August 14, 2018

Nesting


Outside of a dog, a book is man’s best friend. Inside of a dog, it’s too dark to read.
                                                                                                                      —Groucho Marx

Winning is such a great feeling, isn’t it?  Nothing like winning. You got to win.
                               
—Donald Trump, graduation speech at US Naval Academy, May 2018


August heralds in the dog days of summer—not much going on—the hands of the clock pausing at lethargy, bad luck, and mad dogs —before finally sticking on hot.  It’s vacation time—not a therapist or a plumber to be found.

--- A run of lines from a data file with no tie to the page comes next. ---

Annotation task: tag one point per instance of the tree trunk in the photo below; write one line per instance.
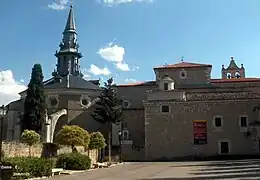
(30, 148)
(109, 146)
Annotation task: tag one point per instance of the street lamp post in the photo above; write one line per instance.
(120, 146)
(2, 114)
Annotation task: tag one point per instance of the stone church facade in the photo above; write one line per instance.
(183, 112)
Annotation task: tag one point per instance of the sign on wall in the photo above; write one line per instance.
(200, 132)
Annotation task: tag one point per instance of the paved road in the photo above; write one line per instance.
(246, 169)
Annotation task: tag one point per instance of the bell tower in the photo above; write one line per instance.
(68, 55)
(233, 71)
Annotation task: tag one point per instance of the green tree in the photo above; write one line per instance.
(108, 110)
(73, 136)
(30, 138)
(34, 105)
(97, 141)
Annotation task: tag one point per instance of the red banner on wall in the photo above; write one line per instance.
(200, 132)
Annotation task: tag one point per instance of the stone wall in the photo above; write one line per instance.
(12, 149)
(170, 135)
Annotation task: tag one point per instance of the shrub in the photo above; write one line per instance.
(73, 136)
(50, 150)
(6, 170)
(30, 138)
(73, 161)
(36, 167)
(97, 141)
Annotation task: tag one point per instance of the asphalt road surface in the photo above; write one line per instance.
(243, 169)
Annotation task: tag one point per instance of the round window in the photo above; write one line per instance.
(53, 101)
(84, 102)
(183, 74)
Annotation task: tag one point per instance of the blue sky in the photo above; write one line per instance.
(137, 33)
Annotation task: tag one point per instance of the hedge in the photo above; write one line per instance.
(73, 161)
(36, 167)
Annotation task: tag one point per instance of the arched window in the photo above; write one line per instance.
(237, 75)
(229, 76)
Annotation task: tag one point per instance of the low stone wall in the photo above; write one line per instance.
(12, 149)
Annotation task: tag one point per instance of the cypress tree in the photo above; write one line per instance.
(34, 105)
(108, 110)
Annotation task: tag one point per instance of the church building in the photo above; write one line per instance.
(182, 113)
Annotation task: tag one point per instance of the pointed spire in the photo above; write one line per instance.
(70, 25)
(232, 64)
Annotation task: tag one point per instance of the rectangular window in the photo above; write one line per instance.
(165, 108)
(224, 147)
(243, 121)
(218, 121)
(165, 86)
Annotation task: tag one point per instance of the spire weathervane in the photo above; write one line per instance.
(182, 57)
(71, 3)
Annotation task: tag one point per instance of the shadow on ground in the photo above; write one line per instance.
(243, 169)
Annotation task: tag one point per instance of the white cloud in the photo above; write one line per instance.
(98, 71)
(135, 68)
(128, 80)
(59, 5)
(112, 53)
(122, 66)
(9, 88)
(118, 2)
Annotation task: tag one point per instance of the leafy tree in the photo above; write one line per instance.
(97, 141)
(108, 110)
(30, 138)
(73, 136)
(34, 105)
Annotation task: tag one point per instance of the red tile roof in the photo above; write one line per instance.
(183, 65)
(241, 80)
(147, 83)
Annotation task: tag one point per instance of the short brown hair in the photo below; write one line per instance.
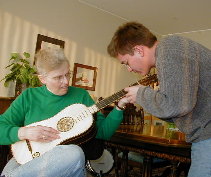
(129, 35)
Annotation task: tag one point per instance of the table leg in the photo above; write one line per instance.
(147, 166)
(124, 164)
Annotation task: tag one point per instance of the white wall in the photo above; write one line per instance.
(85, 30)
(203, 37)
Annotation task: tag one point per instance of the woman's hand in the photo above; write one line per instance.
(38, 133)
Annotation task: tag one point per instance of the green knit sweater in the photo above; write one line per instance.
(36, 104)
(184, 95)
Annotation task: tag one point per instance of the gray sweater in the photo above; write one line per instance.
(184, 95)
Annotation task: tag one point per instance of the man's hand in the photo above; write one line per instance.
(38, 133)
(131, 93)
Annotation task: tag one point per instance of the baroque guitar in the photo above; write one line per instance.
(75, 124)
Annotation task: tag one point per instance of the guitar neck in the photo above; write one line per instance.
(116, 96)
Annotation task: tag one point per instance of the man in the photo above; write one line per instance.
(184, 74)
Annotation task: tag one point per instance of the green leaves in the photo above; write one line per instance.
(21, 71)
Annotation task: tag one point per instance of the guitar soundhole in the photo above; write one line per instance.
(36, 154)
(65, 124)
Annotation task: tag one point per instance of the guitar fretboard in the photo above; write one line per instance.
(116, 96)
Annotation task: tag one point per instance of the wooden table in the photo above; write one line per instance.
(152, 141)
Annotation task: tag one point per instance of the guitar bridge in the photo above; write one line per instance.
(65, 124)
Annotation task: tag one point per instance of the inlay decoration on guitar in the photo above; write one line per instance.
(73, 122)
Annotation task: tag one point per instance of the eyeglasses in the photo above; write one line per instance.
(61, 77)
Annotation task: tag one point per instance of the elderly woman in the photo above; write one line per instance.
(41, 103)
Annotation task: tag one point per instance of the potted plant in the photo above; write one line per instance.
(21, 72)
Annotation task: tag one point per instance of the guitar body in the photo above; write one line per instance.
(75, 124)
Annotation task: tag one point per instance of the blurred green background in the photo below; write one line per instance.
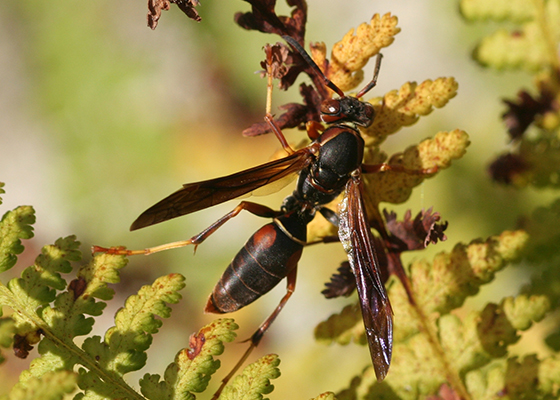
(100, 117)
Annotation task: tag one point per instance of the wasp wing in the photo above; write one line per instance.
(356, 237)
(199, 195)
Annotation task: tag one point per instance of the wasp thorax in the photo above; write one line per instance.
(347, 109)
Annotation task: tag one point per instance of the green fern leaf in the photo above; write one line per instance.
(326, 396)
(254, 381)
(531, 46)
(523, 49)
(14, 226)
(50, 386)
(193, 367)
(123, 349)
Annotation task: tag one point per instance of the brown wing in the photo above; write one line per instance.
(199, 195)
(356, 237)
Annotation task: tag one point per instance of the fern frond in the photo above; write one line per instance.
(193, 367)
(14, 226)
(531, 46)
(49, 386)
(254, 381)
(404, 107)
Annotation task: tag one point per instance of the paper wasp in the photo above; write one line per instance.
(330, 165)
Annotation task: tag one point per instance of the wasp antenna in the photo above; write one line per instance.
(313, 65)
(373, 82)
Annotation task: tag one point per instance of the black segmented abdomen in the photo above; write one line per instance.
(267, 258)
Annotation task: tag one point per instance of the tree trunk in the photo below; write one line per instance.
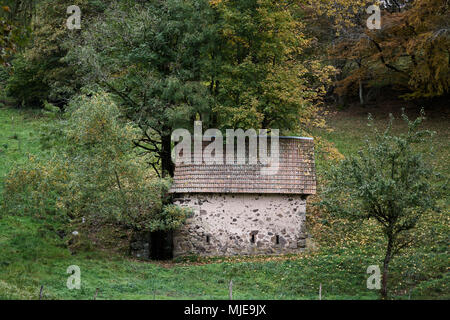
(387, 259)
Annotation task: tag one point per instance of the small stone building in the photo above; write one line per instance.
(238, 211)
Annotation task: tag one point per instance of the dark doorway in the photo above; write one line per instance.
(161, 245)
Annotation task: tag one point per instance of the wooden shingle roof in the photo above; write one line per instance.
(295, 175)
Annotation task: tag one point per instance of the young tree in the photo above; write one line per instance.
(388, 181)
(151, 55)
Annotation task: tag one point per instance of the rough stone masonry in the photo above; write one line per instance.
(237, 211)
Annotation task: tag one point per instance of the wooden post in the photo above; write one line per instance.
(320, 292)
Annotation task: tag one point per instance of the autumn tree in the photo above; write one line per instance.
(152, 57)
(387, 181)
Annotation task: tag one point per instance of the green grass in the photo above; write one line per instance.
(33, 255)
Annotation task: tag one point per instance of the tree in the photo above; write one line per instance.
(409, 53)
(388, 181)
(91, 171)
(39, 71)
(151, 56)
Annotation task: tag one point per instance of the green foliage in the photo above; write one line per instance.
(264, 77)
(26, 84)
(91, 173)
(388, 181)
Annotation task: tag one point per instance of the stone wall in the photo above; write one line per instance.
(240, 224)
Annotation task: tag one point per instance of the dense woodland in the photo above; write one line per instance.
(112, 92)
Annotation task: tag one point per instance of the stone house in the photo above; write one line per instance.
(238, 211)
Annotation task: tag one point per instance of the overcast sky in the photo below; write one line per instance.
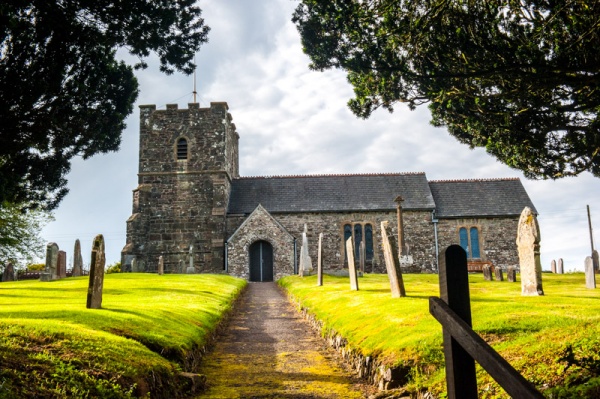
(295, 121)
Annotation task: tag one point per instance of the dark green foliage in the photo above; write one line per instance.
(63, 91)
(520, 78)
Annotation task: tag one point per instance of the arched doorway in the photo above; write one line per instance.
(261, 261)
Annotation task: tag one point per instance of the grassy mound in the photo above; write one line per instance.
(553, 340)
(149, 329)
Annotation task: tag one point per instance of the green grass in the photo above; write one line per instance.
(150, 327)
(553, 340)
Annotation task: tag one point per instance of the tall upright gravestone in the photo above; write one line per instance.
(351, 265)
(590, 276)
(528, 243)
(392, 262)
(77, 260)
(94, 299)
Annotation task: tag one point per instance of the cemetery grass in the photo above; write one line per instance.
(553, 340)
(150, 328)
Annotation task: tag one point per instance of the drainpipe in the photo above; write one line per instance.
(295, 260)
(437, 248)
(226, 259)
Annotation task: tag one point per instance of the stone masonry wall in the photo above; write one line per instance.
(417, 225)
(182, 203)
(496, 238)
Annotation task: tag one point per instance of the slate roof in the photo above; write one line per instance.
(473, 198)
(330, 193)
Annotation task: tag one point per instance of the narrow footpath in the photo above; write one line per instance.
(269, 351)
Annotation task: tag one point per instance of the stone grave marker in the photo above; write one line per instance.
(392, 262)
(98, 261)
(528, 243)
(590, 275)
(77, 260)
(498, 274)
(320, 261)
(511, 274)
(487, 272)
(9, 272)
(51, 263)
(161, 266)
(560, 268)
(61, 264)
(351, 265)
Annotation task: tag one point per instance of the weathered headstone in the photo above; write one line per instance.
(528, 243)
(560, 268)
(392, 265)
(9, 272)
(351, 266)
(487, 272)
(498, 274)
(191, 269)
(50, 272)
(161, 266)
(362, 257)
(320, 261)
(61, 264)
(98, 261)
(77, 260)
(305, 261)
(511, 274)
(590, 275)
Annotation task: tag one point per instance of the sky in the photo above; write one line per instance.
(291, 121)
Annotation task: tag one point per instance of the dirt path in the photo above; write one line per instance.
(269, 351)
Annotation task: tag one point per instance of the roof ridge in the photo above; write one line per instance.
(331, 175)
(475, 180)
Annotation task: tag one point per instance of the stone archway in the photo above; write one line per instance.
(261, 261)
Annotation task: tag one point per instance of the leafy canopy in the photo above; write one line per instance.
(65, 94)
(518, 77)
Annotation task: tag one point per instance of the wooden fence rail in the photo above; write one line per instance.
(462, 346)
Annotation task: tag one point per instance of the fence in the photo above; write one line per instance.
(462, 346)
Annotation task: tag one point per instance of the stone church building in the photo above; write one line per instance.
(194, 209)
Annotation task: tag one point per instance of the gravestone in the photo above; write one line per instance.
(50, 272)
(498, 274)
(9, 272)
(511, 274)
(191, 269)
(560, 269)
(97, 263)
(590, 275)
(77, 260)
(528, 243)
(392, 263)
(351, 266)
(61, 264)
(487, 272)
(161, 266)
(305, 261)
(320, 261)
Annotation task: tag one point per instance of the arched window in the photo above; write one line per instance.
(182, 149)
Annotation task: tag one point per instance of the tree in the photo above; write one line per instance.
(518, 77)
(65, 94)
(20, 232)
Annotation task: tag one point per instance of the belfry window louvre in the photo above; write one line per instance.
(182, 149)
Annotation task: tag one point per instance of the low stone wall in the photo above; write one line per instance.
(367, 367)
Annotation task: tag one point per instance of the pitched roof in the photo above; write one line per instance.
(478, 198)
(330, 193)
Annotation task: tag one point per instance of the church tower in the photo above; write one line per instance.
(187, 160)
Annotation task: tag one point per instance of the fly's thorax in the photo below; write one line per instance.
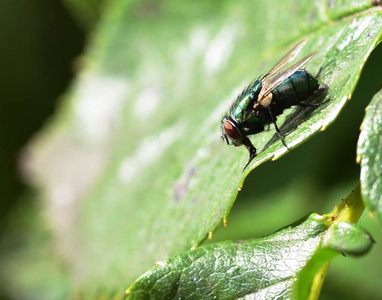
(296, 88)
(241, 111)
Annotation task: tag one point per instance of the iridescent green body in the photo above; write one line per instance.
(296, 88)
(263, 100)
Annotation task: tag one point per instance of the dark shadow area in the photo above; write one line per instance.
(39, 41)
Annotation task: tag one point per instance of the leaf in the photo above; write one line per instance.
(265, 268)
(369, 154)
(132, 168)
(86, 12)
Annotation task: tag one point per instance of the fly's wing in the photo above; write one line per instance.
(271, 81)
(287, 58)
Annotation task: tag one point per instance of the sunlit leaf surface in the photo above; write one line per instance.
(265, 268)
(370, 156)
(132, 169)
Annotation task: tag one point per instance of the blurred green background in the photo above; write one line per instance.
(40, 41)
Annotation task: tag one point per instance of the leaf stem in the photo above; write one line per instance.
(349, 210)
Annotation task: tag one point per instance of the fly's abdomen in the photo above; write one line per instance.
(298, 87)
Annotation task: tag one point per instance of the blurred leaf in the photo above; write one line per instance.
(86, 12)
(264, 268)
(369, 154)
(132, 168)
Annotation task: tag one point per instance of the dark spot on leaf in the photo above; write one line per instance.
(182, 185)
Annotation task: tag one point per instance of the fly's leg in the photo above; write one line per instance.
(277, 128)
(251, 149)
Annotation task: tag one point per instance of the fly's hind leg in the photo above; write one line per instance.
(321, 92)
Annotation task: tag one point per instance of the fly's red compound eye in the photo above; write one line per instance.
(231, 131)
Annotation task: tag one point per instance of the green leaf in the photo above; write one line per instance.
(369, 154)
(86, 12)
(265, 268)
(132, 168)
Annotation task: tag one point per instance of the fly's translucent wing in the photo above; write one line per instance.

So it might be time to take a breath between innings of the interminable baseball season to consider the nature of sport and the human need for competition. What drives our will to win—and sometimes at all costs? Whether it’s sports, business or politics—we as humans like to be “number one.”


What will we do to gain a “competitive edge?” Sports have been plagued with performance enhancing drugs and rule bending, business has subcategories for fraud, embezzlement, and bribery, and politics is the ultimate game of corruption and defining “alternate facts” in order to enhance one’s position in the pecking order.

As we prepare our nests for the autumn winds and the coming winter chill we should also consider the “art” of cooperation.  Too often these days we hear about the U.S. failing to cooperate with the international community on policy ranging from trade to arms, immigration, and climate change. We need to put aside the belief that winning is what it’s all about and work toward achieving a consensus for the benefit of all people regardless of where they sit on the fence.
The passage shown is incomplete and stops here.